More time needs to be spent understanding trends in sickness and annual leave
A benchmark survey from 2015 showed that customer contact time was on average less than 50% of paid time, yet typically this is where the majority of our forecasting efforts are spent.
Moving forward, forecasters need to address that not enough time is being spent on forecasting and understanding trends in sickness, annual leave, communication and training sessions.
There is also often not enough understanding of the correlation between sickness and annual leave, or lack of communication and increase in average handling time.
The forecast will be shared with a collective sign-off – including stakeholders
Who owns your forecast? It is too easy to blame the analyst when the workload is different from what was planned. However, the forecast should be shared with a collective sign-off including stakeholders from the operation, finance, HR and marketing.
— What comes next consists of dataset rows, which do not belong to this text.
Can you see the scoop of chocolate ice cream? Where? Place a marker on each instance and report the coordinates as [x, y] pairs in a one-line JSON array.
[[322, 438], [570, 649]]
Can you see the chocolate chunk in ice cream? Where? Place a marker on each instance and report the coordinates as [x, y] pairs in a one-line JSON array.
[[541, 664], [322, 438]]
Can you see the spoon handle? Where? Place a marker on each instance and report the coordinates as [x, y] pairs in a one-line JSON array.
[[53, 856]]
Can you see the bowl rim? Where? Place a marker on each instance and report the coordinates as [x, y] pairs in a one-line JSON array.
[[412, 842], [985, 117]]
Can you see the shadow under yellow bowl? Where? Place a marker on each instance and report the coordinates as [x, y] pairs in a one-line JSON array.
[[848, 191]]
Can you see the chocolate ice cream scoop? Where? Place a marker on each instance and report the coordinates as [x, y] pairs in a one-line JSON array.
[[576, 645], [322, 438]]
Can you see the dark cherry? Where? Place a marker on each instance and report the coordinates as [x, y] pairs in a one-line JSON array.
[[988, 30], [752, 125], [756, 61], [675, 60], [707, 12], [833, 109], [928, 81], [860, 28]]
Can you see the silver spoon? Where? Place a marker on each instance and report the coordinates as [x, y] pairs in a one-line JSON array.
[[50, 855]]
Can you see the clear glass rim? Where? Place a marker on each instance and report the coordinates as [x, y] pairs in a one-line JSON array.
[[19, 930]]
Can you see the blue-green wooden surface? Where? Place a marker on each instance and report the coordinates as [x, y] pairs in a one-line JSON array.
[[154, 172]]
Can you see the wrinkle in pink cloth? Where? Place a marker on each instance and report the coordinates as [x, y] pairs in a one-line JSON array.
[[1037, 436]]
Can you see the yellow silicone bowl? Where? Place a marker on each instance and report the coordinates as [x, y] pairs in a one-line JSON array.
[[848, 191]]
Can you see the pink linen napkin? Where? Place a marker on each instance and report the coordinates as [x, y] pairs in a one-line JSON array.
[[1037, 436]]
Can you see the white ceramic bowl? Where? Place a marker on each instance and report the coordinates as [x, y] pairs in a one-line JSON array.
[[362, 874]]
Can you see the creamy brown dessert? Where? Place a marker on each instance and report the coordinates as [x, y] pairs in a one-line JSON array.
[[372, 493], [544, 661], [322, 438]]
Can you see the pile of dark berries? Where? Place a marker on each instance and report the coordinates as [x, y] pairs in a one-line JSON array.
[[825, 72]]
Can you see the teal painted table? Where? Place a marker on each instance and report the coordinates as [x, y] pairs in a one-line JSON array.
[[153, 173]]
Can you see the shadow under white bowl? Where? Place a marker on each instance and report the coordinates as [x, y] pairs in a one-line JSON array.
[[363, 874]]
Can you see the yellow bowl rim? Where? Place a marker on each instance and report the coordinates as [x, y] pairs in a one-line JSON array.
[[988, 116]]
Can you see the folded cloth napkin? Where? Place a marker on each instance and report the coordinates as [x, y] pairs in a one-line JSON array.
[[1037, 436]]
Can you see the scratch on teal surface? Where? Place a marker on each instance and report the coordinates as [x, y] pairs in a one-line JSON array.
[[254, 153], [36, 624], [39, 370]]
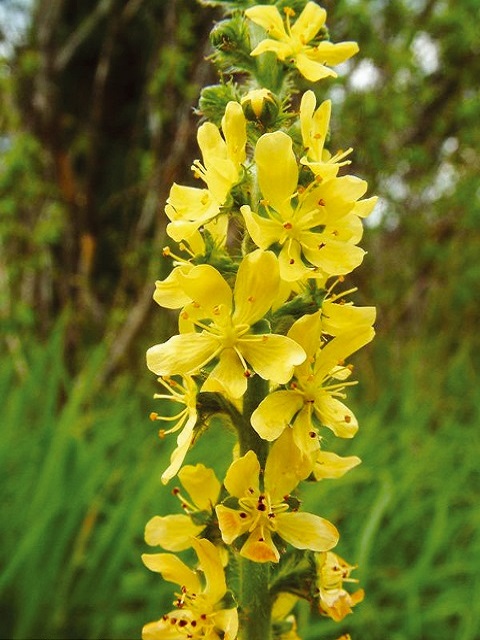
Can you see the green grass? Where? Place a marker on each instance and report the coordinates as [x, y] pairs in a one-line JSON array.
[[80, 472]]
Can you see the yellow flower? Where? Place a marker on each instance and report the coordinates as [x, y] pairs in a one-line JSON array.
[[318, 225], [224, 320], [188, 208], [315, 389], [334, 601], [199, 612], [185, 420], [314, 127], [291, 42], [263, 512], [175, 532]]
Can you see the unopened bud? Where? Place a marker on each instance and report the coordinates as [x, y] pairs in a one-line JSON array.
[[260, 105]]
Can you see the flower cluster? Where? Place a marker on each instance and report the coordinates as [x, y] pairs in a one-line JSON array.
[[265, 333]]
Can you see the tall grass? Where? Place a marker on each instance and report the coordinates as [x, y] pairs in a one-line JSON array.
[[80, 473]]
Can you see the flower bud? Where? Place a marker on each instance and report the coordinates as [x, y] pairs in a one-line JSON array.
[[260, 105]]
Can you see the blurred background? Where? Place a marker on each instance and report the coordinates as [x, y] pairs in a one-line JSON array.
[[96, 122]]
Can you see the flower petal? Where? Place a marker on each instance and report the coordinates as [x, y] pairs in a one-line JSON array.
[[211, 565], [256, 287], [231, 524], [263, 231], [172, 532], [272, 356], [201, 484], [243, 475], [275, 413], [185, 353], [229, 374], [269, 18], [309, 22], [259, 547], [278, 180], [307, 531], [336, 416]]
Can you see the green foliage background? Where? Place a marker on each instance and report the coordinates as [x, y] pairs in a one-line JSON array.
[[95, 124]]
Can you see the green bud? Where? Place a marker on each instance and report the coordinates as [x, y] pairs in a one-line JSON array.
[[260, 105]]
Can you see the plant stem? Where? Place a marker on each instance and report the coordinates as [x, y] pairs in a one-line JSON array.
[[255, 603]]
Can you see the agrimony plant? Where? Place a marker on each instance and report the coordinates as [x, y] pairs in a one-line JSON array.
[[260, 248]]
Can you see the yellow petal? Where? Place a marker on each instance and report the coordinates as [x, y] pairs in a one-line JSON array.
[[212, 568], [285, 467], [278, 180], [307, 331], [172, 532], [201, 484], [184, 353], [336, 416], [311, 69], [333, 53], [259, 547], [269, 18], [172, 570], [263, 231], [227, 621], [330, 465], [206, 287], [272, 356], [234, 128], [229, 374], [169, 293], [275, 413], [307, 531], [309, 22], [338, 318], [243, 475], [256, 287], [280, 49]]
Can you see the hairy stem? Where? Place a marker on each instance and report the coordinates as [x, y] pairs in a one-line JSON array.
[[254, 600]]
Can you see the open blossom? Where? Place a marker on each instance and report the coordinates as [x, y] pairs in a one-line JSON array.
[[188, 208], [263, 512], [334, 601], [199, 612], [314, 124], [185, 394], [316, 388], [217, 324], [175, 532], [293, 43], [316, 227]]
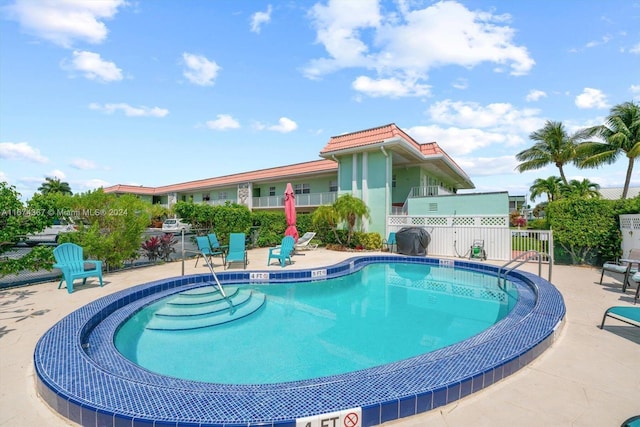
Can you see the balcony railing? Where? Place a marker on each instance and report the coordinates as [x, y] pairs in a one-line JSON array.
[[310, 199], [218, 202], [429, 191]]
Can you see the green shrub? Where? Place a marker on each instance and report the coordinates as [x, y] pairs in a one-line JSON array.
[[367, 241], [586, 231]]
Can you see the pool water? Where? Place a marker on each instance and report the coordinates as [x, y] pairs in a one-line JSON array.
[[381, 314]]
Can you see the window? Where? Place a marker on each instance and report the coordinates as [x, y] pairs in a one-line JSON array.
[[302, 189]]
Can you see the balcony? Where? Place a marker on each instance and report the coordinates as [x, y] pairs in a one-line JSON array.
[[429, 191], [310, 199]]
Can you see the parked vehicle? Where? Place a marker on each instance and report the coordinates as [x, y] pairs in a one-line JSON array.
[[51, 233], [173, 225]]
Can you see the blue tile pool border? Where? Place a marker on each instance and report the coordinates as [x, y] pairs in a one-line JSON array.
[[81, 375]]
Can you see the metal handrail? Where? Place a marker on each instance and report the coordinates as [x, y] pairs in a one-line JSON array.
[[526, 257]]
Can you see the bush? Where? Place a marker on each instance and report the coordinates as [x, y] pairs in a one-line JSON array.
[[587, 231], [367, 241]]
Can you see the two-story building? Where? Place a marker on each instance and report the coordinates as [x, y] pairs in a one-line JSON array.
[[383, 166]]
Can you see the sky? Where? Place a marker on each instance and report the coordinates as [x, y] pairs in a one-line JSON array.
[[157, 92]]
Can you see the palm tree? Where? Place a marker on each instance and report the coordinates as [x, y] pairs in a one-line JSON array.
[[582, 189], [553, 145], [54, 185], [350, 209], [550, 187], [620, 134]]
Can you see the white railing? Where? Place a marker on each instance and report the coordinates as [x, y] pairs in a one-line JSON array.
[[310, 199], [454, 236], [219, 202], [428, 191]]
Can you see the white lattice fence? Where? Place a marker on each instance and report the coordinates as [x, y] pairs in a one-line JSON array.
[[453, 236]]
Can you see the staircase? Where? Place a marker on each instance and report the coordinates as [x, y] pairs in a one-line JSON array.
[[204, 307]]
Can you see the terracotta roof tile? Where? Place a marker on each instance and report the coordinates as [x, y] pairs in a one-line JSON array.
[[279, 173]]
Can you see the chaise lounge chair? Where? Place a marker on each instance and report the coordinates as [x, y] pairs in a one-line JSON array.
[[622, 269], [626, 314], [204, 246], [237, 250], [283, 252], [390, 242], [304, 242]]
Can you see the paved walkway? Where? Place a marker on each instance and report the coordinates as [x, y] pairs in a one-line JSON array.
[[589, 378]]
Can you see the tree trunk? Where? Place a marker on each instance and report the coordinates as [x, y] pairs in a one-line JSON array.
[[627, 180]]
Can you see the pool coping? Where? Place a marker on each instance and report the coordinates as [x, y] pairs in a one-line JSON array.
[[106, 389]]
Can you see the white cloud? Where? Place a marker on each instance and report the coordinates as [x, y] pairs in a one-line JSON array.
[[82, 164], [199, 70], [130, 111], [502, 117], [93, 67], [595, 43], [535, 95], [404, 45], [21, 151], [57, 173], [285, 125], [90, 184], [591, 98], [461, 84], [223, 122], [391, 87], [259, 18], [457, 141], [65, 21], [488, 166]]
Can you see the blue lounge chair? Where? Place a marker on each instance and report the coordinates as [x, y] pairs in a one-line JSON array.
[[626, 314], [204, 246], [390, 242], [283, 252], [215, 243], [304, 242], [237, 250], [70, 259]]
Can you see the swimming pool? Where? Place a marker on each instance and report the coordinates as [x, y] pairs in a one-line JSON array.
[[81, 375], [378, 315]]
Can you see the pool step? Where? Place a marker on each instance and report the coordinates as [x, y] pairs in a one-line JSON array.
[[182, 316], [203, 295], [198, 309]]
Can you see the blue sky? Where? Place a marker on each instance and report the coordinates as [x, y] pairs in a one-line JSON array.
[[152, 93]]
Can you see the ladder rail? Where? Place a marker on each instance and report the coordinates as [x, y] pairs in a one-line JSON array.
[[215, 278], [523, 257]]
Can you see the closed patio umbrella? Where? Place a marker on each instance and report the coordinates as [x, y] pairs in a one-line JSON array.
[[290, 212]]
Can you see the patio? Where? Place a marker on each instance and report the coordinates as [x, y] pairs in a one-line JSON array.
[[588, 378]]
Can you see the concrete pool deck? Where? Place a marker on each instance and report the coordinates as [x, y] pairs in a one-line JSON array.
[[588, 378]]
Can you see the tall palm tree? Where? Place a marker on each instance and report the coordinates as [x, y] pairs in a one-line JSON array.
[[54, 185], [620, 135], [350, 209], [553, 146], [550, 187], [582, 189]]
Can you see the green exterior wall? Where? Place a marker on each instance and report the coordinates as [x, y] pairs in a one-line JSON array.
[[461, 204], [406, 178], [376, 195]]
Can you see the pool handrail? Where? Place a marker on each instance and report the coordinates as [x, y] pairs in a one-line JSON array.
[[215, 278], [526, 257]]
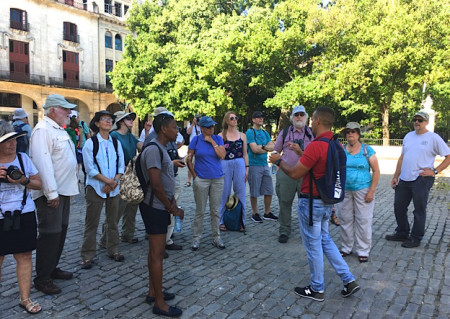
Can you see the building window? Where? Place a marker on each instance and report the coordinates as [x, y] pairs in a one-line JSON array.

This shared ownership will support the forecast review process, as you learn from the different perspective each area provides in addition to the numbers. It is not about blame when the forecast is wrong or not as expected, it is about understanding and discussion.
You should also be looking to create a forecast forum, with representation and insight from each stage of the customer journey.
I believe this new model for forecasting and insight is on the horizon, as I’ve been fortunate enough to see some organisations actively move towards this.
With thanks to Phil Anderson at The Forum
Correlation coefficients will be used to create more accurate forecasts
Users can look forward to ever-more accurate algorithms that use methods of forecasting accuracy evaluation, such as correlation coefficients (e.g. specific numerical values that identify the strength of the relationship between volume fluctuations).
Algorithms will also directly calculate single, multiskill and multi-contact requirements, taking into account pooling efficiencies.
Even with an increase in data, expectations should remain realistic
While historical data can vary widely from 3-6 months to 5 years, future forecasting will potentially have an even wider range to generate forecasts, with more information on the variables that affect contact volume on multiple channels.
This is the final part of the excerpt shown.